I spent most of my teenage years and my early 20s despising how I look. I've always been skinny, and I constantly struggled to put on weight. Feeling boyish and not being at all curvy like a woman "should" be, I hated how ugly I thought I was. It took a really long time to get to the point where I just accepted that this was how I look, it wasn't going to change, and that actively hating myself was doing nothing but exhausting and upsetting me. Once I decided to stop myself from thinking negatively about how I look, I slowly came to discover there were parts of me that I did like, but it still took a while before I could look in the mirror and say I liked what I saw. And discovering Lady Lilith was a big turning point that led me to body confidence.

At first, it was just about colour; how gorgeously does the red of her hair contrast with the white of her skin/chemise? The rich, vibrant colour against the cool, pale shade. These aren't just colours on a canvas, these are my colours; my hair, my skin. I wore this contrast, that struck me so in a painting, on my body every day. It made me think of myself as beautiful in a way that had nothing to do with what makes a person physically beautiful, but in regards to what is aesthetically pleasing - it was about colour, not form.

And then there was how Lilith sees herself. Do you think she would care about what magazines say about how she should look? About the make-up she should be wearing, the fake tan she should be using, the diet she should be on, the clothes she should wear for her shape? About the circles of shame that focus on the flaws of celebrity women, and worry about the flaws she shares with them? Would she hell! Lilith would be enraged that anyone dare imply she was anything less than perfect. "Look at me!" she would yell. "I'm a goddamn work of art! I'm already bloody stunning! You can take your impossible beauty standards and shove them where the sun doesn't shine!" she would say, a lot less politely, before murdering you in your sleep.

It's just a painting, but the painting shows that this mythological woman has so much self-confidence, but also that said self-confidence isn't, itself, something out of a myth. How Lady Lilith inspired me isn't something I am able to put into words; I just look at that painting and I am filled with awe, not at just what I physically see on the canvas - a beautiful painting of a woman in her boudoir gazing at her reflection while she combs her hair - but by what I am shown; a woman who is intimately acquainted with self-love, brimming over with self-confidence. And if Lilith, a fellow redhead, can be so happy with her body and how she looks, why can't I?

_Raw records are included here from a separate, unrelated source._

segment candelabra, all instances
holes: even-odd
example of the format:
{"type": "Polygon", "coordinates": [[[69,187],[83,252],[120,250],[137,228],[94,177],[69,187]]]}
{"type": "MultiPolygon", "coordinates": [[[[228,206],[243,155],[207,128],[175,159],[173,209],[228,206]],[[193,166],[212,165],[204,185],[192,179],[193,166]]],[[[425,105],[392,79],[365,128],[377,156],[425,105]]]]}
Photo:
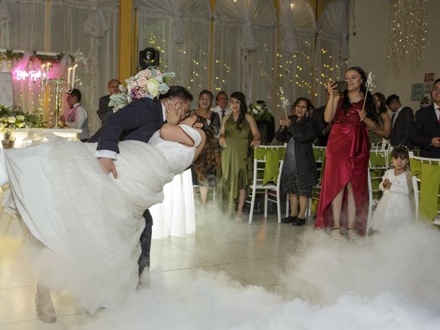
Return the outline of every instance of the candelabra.
{"type": "Polygon", "coordinates": [[[45,75],[41,78],[41,89],[43,91],[49,91],[52,87],[55,87],[55,124],[54,124],[51,129],[63,129],[62,126],[58,125],[60,120],[60,94],[61,93],[71,93],[75,85],[75,82],[79,81],[79,79],[69,80],[56,78],[56,79],[47,79],[45,75]]]}

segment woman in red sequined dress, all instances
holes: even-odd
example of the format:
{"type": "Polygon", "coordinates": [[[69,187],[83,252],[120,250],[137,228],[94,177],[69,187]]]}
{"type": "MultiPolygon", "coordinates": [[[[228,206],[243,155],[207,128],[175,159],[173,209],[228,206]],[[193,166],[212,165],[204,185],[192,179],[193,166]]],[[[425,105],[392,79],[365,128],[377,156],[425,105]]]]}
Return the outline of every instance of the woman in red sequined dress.
{"type": "Polygon", "coordinates": [[[322,186],[315,228],[333,227],[332,236],[341,239],[341,223],[346,226],[350,241],[355,232],[365,234],[368,210],[368,164],[370,142],[367,127],[377,129],[373,96],[366,94],[366,77],[360,67],[345,72],[348,89],[340,95],[336,84],[329,82],[330,98],[324,111],[327,122],[333,122],[326,151],[322,186]]]}

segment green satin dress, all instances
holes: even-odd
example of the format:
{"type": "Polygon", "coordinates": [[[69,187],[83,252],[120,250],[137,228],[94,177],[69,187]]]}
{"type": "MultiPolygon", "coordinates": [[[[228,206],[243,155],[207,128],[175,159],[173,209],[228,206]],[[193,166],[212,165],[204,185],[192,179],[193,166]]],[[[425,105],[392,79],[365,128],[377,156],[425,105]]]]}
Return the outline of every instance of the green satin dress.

A few years ago, a Pre-Raphaelite exhibition was held at the Tate Gallery, and I so eagerly bought my tickets and surrounded myself with the paintings I so dearly loved. I saw Sir John Everett Millais' Ophelia, William Holman Hunt's The Awakening Conscience, John William Waterhouse's The Lady of Shalott, Rossetti's Proserpine and Beata Beatrix, and so many others. But then came the moment I was face-to-face (face-to-painting?) with Lady Lilith, and I can't explain how emotional I was. Here I was standing in front of the actual Lady Lilith rather than an image on a screen; a painting that meant so much to me; a painting that embodied everything I hoped, and wanted, and would come to be. It was a strange feeling; I felt honoured to be standing in front of this incredibly beautiful painting, but I also felt proud - proud of Lilith, and proud of myself, of how kinder I was treating myself, and of how much better I was starting to see myself - and also an emotional rush of gratitude for how she had helped me.

I bought a print of Lady Lilith that day, a beautiful piece of artwork to grace my wall. But I also bought her as a reminder, as a promise to myself, and for me to look at for encouragement on the days I find my self-confidence slipping. My body is flawed, but maybe I'm perfect anyway. Maybe I, too, am a work of art.